In many western governments, particularly the United States, there is a separation between religion and government. Many Muslims believe in Shariah, a term that means “path" in Arabic. Shariah law tells many devout Muslims what to eat, how to pray, and how to behave in public. Muslims believe the Shariah are commandments from God (Arabic Allah).
Under Shariah law, people may not consume alcohol, borrow money at interest, or allow women in their family to go out in public without a veil. Shariah law allows a man to take as many as four wives, provided his first wife agrees and he is able to support all of his wives and children. This provision of the Shariah is not often employed in even the most traditional Muslim societies.

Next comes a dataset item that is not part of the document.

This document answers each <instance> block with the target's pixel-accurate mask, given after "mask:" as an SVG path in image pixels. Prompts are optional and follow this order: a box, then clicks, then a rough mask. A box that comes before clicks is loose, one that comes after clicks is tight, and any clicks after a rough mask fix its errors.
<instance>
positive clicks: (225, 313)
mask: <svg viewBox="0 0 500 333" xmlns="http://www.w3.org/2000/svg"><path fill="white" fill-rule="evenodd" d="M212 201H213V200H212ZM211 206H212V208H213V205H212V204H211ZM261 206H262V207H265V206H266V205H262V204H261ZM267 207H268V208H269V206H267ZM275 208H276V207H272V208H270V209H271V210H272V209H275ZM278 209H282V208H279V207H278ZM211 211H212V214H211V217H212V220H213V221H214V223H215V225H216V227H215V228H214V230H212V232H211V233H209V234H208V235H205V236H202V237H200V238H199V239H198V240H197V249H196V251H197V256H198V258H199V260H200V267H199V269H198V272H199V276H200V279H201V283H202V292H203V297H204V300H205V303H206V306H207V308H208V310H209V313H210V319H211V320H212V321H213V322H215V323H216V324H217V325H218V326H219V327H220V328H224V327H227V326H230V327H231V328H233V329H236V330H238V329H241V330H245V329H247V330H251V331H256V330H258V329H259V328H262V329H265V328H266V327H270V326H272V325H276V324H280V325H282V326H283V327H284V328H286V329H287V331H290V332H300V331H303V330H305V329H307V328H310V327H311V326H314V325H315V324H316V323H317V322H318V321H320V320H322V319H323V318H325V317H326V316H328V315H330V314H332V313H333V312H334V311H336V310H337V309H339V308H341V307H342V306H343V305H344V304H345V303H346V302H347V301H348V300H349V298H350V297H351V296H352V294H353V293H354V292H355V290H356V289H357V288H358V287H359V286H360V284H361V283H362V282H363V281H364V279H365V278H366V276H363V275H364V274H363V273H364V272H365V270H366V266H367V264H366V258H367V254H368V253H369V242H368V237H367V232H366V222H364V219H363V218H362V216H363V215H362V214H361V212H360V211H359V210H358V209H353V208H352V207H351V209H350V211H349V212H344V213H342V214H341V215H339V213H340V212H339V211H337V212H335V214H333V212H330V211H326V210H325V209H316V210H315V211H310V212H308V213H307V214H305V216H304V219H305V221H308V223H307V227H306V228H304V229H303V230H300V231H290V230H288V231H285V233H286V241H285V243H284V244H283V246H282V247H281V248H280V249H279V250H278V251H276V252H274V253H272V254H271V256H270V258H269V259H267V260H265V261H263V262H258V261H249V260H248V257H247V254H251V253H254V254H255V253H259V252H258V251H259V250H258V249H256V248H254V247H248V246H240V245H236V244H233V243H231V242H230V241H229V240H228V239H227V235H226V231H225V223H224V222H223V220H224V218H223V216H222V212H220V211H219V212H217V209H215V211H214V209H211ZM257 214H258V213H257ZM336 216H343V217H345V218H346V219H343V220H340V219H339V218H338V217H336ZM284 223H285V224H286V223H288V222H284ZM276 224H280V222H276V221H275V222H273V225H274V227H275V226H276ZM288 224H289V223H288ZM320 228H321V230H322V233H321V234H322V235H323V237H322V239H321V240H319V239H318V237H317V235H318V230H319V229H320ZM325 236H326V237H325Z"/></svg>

Saudi Arabia is the only nation that closely adheres to Shariah law. Criminals who are convicted of murder, rape, or other violent crimes in Saudi Arabia can face public amputation of arms or legs, or beheadings. Westerners often argue that Saudi justice is cruel, but most observers agree that violent crime is less common in Saudi Arabia than in America.
Devout Muslims defend Shariah because their values have served them well for over one thousand years. Saudi professor Dr. Hend Khuthaila said, “The West may be more advanced in some areas like science, but I have never believed for a minute that your culture is better than ours…We go to the United States and see playgrounds, so we build swings for five thousand dollars and our children don’t use them. Swings are not part of our culture. We would rather spend time with our families than be on a playground with strangers."